Looking after ourselves at work: the importance of being hydrated and fedBMJ 2019; 364 doi: https://doi.org/10.1136/bmj.l528 (Published 06 February 2019) Cite this as: BMJ 2019;364:l528
All rapid responses
By default, all of us who come to work in NHS, want to make a difference to our patients' lives and forget the oxygen mask in the aeroplane principle. In view of limited NHS resources, there is a nation-wide huge drive to improve quality and financial efficiencies to meet operational and clinical targets. However if appropriate mapping and allocation of resources to fulfil these objectives is not achieved robustly, it can predispose all staff members (clinical and operational) to ignore their body alarms like headaches, thirst, exhaustion on a daily basis, which can lead to more serious complications e.g migraines, hypertension, kidney stones, sleep deprivation, obesity, vertigo, insulin resistance leading to diabetes and increased cardiovascular risk. All these avoidable clinical conditions can have far reaching implications in the lives of NHS staff members--both professional and personal--including the potential for a staff member to make medical errors due to suboptimal health.

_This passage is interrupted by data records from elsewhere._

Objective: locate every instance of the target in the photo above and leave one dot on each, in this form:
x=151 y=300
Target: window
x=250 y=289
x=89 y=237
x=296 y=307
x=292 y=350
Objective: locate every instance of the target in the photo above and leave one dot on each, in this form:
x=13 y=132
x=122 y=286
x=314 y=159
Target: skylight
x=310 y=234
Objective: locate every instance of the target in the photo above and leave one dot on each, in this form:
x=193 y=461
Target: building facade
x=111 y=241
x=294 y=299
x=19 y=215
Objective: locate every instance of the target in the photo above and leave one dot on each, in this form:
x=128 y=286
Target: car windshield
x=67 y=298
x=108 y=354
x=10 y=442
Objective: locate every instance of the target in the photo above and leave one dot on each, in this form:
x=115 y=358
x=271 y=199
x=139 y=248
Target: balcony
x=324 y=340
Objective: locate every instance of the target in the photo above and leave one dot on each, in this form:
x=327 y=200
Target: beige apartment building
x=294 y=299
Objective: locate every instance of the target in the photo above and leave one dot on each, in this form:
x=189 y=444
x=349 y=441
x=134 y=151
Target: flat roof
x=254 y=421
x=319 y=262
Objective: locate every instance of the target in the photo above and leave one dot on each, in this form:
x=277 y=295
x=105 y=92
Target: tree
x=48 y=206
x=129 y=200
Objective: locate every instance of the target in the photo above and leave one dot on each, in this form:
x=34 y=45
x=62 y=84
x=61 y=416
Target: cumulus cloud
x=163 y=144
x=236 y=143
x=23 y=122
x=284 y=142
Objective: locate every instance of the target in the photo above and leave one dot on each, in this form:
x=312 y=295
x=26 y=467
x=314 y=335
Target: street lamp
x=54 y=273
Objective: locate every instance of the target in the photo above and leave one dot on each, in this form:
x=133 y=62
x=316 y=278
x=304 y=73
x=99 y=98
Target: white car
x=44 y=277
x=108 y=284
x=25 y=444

I absolutely agree with Brennan et al that proper structured breaks, easy access to drinking water, clean toilets and good quality nutritious food in the hospital should be easily available to all staff members which will help them to have an optimum metabolism, allowing them to perform their duties well and reduce any sickness absenteeism- a feature which is showing an upward trend in many NHS hospitals.
Thanks again to all the authors and BMJ team for this invaluable article. A healthy NHS workforce is crucial to provide high quality patient care and all attempts should be made at relevant strategic levels to achieve this.